On January 26, 2023, the FDA approved pembrolizumab for use as an adjuvant treatment following resection and platinum-based chemotherapy in patients with stage IB (T2a ≥4 cm), II, or IIIA NSCLC, based on findings from the phase 3 KEYNOTE-091 trial,(NCT02504372).1 Data from the trial showed that the median investigator-assessed disease-free survival (DFS) was 58.7 months (95% CI, 39.2-not reached [NR]) with adjuvant pembrolizumab vs 34.9 months (95% CI, 28.6-NR) with adjuvant chemotherapy (HR, 0.73; 95% CI, 0.60-0.89).

“This is a broader approval than [that of adjuvant atezolizumab],” explained Herbst, who is an ensign professor of medicine in Medical Oncology and professor of Pharmacology, the director of the Center for Thoracic Cancers, the deputy director of clinical affairs, and assistant dean for Translational Research at Yale School of Medicine. “There are other [immunotherapy] drugs approved [in NSCLC], which speaks to the importance of this class of drug. However, this is a broader approval because it includes stage IB [T2a ≥4 cm]; it [is] also [indicated] regardless of PD-L1 status.”

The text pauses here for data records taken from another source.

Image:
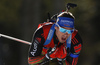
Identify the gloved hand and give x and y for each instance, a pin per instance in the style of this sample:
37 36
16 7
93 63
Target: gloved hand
52 53
57 52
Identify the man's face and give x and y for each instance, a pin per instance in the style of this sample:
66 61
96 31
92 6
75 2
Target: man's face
62 37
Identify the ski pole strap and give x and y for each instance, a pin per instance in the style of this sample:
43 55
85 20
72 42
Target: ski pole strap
74 55
50 35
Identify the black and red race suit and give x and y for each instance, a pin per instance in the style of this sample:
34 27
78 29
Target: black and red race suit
38 49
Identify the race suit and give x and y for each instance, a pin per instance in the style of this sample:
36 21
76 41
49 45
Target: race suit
38 50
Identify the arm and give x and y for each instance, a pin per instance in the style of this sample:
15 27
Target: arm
75 50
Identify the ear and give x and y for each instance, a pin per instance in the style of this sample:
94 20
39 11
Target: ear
56 27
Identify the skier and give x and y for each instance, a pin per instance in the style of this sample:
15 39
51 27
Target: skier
58 41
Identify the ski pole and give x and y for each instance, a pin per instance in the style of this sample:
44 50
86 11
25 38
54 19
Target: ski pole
16 39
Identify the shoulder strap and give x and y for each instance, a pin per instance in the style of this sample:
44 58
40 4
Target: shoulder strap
50 35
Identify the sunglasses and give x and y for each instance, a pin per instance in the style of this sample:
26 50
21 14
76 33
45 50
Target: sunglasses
65 30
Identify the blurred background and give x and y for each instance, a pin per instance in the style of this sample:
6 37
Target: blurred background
20 18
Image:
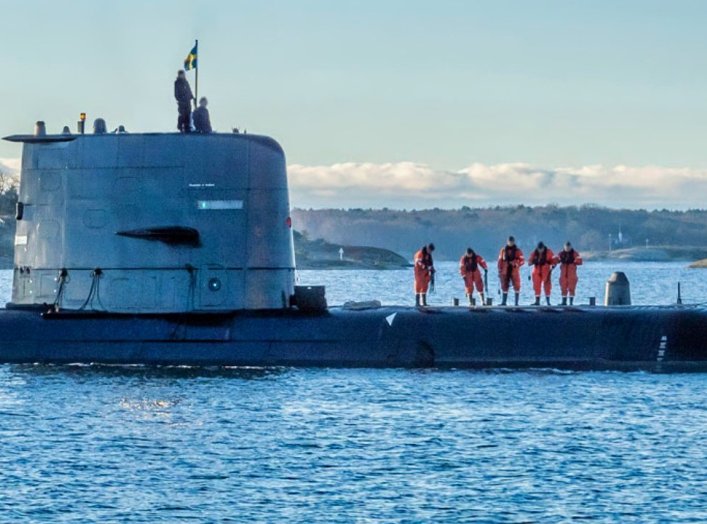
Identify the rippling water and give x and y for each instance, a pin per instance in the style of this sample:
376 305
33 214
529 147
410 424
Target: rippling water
133 444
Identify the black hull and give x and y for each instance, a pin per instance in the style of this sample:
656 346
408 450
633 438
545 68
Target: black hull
658 339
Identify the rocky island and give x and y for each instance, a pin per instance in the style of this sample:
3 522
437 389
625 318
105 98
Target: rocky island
320 254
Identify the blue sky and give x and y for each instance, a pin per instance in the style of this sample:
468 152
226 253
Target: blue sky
444 84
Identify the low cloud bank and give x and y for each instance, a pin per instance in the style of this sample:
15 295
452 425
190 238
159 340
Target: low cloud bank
411 185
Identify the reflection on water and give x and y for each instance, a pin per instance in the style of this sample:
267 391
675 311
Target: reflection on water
91 444
101 443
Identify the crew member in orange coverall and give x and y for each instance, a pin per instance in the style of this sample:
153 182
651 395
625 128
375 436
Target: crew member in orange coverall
424 273
543 261
469 265
569 260
509 261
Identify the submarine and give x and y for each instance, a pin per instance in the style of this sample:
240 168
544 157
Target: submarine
177 249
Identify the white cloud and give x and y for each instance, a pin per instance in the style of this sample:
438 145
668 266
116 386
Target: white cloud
411 185
10 171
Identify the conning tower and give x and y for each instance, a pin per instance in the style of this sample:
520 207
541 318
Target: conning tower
153 223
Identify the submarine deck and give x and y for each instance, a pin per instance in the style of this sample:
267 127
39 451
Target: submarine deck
654 338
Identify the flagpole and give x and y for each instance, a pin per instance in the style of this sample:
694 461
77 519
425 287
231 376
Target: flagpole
196 77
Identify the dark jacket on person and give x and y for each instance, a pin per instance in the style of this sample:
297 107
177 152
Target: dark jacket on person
202 122
182 92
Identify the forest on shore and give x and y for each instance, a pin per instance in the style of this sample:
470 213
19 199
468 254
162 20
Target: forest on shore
590 228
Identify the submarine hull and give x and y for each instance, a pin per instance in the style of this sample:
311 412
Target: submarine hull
661 339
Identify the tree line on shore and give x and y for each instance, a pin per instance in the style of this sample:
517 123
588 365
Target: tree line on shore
588 227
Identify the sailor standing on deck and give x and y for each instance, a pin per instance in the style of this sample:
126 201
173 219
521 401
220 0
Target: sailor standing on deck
510 259
470 269
543 261
184 97
424 273
569 260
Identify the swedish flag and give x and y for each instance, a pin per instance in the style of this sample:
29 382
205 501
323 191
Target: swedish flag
190 60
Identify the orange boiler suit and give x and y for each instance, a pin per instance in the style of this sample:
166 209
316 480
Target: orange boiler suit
569 260
469 270
510 259
542 266
423 271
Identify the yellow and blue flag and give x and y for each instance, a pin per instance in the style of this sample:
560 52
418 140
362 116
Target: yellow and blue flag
190 60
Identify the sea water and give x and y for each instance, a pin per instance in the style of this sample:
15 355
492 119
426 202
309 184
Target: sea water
137 444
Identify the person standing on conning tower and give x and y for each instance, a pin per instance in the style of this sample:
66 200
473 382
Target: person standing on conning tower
184 97
202 121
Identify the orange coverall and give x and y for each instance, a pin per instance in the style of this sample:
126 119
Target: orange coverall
509 261
542 265
569 261
423 271
469 269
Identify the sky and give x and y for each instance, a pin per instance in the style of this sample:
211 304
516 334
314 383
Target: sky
390 102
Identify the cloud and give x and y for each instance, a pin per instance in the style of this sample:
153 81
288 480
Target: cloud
412 185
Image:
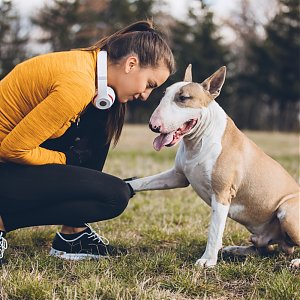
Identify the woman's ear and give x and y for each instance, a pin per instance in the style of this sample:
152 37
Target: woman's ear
130 63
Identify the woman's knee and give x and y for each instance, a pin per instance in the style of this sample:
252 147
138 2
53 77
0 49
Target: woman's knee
122 195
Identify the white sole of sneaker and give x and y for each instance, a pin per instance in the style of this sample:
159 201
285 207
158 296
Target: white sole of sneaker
73 256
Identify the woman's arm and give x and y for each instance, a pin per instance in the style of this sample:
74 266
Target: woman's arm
65 100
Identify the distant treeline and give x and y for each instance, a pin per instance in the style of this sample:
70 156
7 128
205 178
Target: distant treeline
262 86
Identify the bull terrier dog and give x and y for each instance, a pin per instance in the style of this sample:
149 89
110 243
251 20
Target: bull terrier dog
226 169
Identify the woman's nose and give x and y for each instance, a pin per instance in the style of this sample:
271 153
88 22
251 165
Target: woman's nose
144 96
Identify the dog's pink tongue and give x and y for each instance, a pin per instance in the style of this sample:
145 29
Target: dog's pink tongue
162 140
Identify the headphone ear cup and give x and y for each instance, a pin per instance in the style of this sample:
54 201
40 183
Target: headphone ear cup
111 94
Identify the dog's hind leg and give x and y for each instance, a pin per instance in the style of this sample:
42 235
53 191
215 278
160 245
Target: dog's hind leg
215 235
240 250
289 217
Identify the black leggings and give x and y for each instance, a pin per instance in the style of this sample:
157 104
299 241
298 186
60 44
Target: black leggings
56 194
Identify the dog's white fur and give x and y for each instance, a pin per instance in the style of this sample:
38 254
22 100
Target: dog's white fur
227 170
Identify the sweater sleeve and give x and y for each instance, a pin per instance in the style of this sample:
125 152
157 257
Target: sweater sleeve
67 98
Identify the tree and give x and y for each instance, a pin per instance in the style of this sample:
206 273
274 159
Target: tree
12 43
265 86
280 53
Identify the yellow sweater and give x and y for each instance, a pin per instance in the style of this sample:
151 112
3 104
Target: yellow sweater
39 99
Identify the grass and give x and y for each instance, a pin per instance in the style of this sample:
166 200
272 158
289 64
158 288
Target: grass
165 232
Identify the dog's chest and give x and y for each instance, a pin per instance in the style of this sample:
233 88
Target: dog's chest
198 167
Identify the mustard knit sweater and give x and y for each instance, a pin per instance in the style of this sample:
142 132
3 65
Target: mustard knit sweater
39 99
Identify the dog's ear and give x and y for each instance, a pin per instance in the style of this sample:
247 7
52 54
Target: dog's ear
188 74
214 83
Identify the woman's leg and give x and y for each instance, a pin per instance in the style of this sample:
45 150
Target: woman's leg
90 132
58 194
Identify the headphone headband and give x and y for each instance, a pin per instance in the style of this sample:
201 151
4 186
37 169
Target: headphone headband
106 95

In the interview with OncLive®, Herbst, who is also the chief of Medical Oncology and associate cancer center director of Translational Science at Yale Cancer Center, Smilow Cancer Hospital, in New Haven, CT, discussed the data that supported the FDA approval of adjuvant pembrolizumab in patients with NSCLC, highlighted the implications of the approval for the paradigm, and outlined further research opportunities.

OncLive®: What is the significance of the FDA approval of adjuvant pembrolizumab in NSCLC?

Herbst: It is exciting to see pembrolizumab—the first drug approved in the frontline setting for NSCLC—now being approved [for use] in the adjuvant setting. It is [now indicated] following the resection of stage IB, II, and IIIA [disease]. The KEYNOTE-091 trial, also referred to as the PEARLS trial, showed that there was a 27% [reduction in the risk of recurrence or death] in patients who also had adjuvant chemotherapy, [regardless of PD-L1 status].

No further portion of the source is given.